Augsburger Allgemeine (Land West)
Hätte Kira gerettet werden können?
Einem Paar in Reisensburg entläuft ihre Hündin. Sie wird angefahren und liegt die ganze Nacht im Freien. Obwohl der Husky gechipt war, wird die Familie erst spät informiert
Günzburg Es ist der Albtraum eines jeden Hundebesitzers: Das Tier läuft weg, bleibt verschwunden und ist am nächsten Tag tot. Auch Marion und Thomas Held aus Reisensburg haben so ein Familienmitglied verloren: Ihre Huskyhündin Kira lief beim Gassigehen davon und wurde von einem Auto erfasst. Von dem Unfall erfuhren sie am nächsten Morgen. Auch davon, dass Kira die ganze Nacht am Straßenrand gelegen hatte. Und das, obwohl sie ein Halsband trug und gechipt war. In die Trauer des Paares mischt sich Fassungslosigkeit und Ratlosigkeit, wie nach dem Unfall mit ihrem Tier umgegangen wurde. Was genau ist passiert, und was sagen die Polizei und Kiras Tierärztin dazu? Hätte der Hund gerettet werden können?
Es war vergangenen Donnerstag gegen Spätnachmittag, als Thomas Held mit den beiden Hunden des Paares, Husky Kira und Collie Bailey, auf einem Feldweg in Reisensburg spazieren ging. Plötzlich riss der Karabiner, der Kiras Leine mit dem Halsband verband. Der Collie animierte sie zum Spielen, und beide rannten los. Bailey kam zurück, Kira nicht.

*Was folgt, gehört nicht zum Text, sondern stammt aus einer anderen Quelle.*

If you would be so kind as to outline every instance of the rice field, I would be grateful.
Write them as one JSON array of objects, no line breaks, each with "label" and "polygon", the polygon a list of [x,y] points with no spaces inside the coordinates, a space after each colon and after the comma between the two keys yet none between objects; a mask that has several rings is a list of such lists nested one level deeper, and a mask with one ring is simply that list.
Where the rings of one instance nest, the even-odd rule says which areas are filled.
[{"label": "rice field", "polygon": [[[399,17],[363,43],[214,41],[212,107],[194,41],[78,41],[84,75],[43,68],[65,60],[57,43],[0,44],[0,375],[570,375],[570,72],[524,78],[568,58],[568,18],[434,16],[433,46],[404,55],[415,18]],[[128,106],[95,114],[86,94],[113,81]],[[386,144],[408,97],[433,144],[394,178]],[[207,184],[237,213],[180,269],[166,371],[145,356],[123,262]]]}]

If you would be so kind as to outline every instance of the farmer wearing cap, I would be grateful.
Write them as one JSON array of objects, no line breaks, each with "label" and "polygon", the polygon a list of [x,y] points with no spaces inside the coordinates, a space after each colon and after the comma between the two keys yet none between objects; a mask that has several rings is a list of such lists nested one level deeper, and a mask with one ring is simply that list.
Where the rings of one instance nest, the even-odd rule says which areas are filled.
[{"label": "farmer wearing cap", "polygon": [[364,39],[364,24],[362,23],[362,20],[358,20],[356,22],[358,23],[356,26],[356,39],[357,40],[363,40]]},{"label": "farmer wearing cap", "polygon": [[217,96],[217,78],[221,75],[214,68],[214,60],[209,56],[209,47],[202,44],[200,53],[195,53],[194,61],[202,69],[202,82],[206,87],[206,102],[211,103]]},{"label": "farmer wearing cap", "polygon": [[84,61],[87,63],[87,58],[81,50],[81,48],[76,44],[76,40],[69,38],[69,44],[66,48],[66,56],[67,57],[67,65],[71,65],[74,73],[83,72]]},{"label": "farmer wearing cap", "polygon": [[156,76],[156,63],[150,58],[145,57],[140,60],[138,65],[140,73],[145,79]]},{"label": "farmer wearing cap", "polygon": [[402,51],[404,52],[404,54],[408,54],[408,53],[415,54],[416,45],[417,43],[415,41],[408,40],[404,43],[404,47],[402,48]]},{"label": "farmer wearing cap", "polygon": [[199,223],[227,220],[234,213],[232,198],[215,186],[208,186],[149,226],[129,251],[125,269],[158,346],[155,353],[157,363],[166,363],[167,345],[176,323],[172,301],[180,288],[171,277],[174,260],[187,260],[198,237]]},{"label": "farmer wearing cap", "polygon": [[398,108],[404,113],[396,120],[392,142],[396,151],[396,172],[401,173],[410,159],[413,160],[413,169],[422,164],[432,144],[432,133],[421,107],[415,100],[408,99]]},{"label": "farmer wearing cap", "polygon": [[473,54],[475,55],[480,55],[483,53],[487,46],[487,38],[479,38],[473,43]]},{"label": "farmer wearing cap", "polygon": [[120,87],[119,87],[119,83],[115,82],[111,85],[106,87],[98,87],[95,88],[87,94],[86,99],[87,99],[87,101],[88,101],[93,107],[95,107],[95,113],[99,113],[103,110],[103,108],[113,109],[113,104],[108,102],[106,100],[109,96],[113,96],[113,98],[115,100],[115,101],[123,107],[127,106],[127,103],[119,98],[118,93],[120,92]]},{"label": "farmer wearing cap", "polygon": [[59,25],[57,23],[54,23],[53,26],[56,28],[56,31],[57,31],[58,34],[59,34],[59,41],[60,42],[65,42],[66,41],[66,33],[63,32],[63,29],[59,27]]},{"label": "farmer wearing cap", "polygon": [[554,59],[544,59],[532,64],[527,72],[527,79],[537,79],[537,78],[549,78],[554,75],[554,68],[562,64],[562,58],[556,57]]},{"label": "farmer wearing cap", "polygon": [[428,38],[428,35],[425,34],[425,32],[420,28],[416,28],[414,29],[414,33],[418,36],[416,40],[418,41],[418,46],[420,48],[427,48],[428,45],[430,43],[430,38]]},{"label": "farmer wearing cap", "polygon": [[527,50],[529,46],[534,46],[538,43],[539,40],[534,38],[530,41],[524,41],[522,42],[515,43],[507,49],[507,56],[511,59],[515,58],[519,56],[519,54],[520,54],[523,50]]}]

Im strömenden Regen habe sie den ganzen Abend nach Kira gesucht, sagt Marion Held. Auch am nächsten Morgen. Und beim Tierheim angerufen. Ohne Erfolg. Dann meldete sich die Polizei. Es habe einen Unfall mit einem Husky gegeben und der Hund habe nicht überlebt, habe ihr der Beamte mitgeteilt. Der Hund würde gerade von der Straßenmeisterei auf der Staatsstraße Richtung Offingen abgeholt. Das Halsband liege zur Abholung bei der Polizei. Dort erzählte man dem Paar, der Unfall habe sich am Abend gegen 19.45 Uhr ereignet. „Wir waren beide geschockt“, erzählt Held. „Und es geht mir immer noch nach, dass man einen Hund über Nacht am Straßenrand liegen lässt.“
Zu Hause sah ihr Mann eine Unfallmeldung im Internet, dass sich der Besitzer eines verunglückten Huskys bei der Polizei melden solle. „Wieso sucht man den übers Internet und liest nicht den Chip aus?“, fragt Marion Held und sagt: „Das Halsband nimmt man mit und den Hund lässt man liegen. Das verstehe ich überhaupt nicht.“Ihre Hündin sei „so was von transparent“und überall gemeldet gewesen.
Der Unfallfahrer, den sie nicht
zuletzt wegen des entstandenen größeren Schadens an seinem Auto kontaktiert hatte, schilderte ihr den Vorgang so: Der Husky habe versucht, zwischen Nornheim und Rettenbach über die Straße zu rennen. Das vor ihm fahrende Auto habe noch ausweichen können, er aber habe den Hund voll erwischt. Mit der Hilfe anderer Fahrer habe er ihn neben der Straße ins Gras gelegt.
Und gemeinsam mit den Beamten hätten alle beschlossen, dass der Hund tot sein müsse, beschwert sich Marion Held. „Da lag ein schwer verletzter Hund neben der Straße und es kam keiner auf die Idee, diesen zum Tierarzt zu fahren beziehungsweise einen Tierarzt anzurufen“, schreibt sie in einem Brief an unsere Zeitung. Das sei unterlassene Hilfeleistung beim Tier. „Es wäre innerhalb weniger Minuten möglich gewesen, den Besitzer herauszufin-
den.“Und man hätte keine Straßenmeisterei rufen müssen, sie hätte sich um alles gekümmert.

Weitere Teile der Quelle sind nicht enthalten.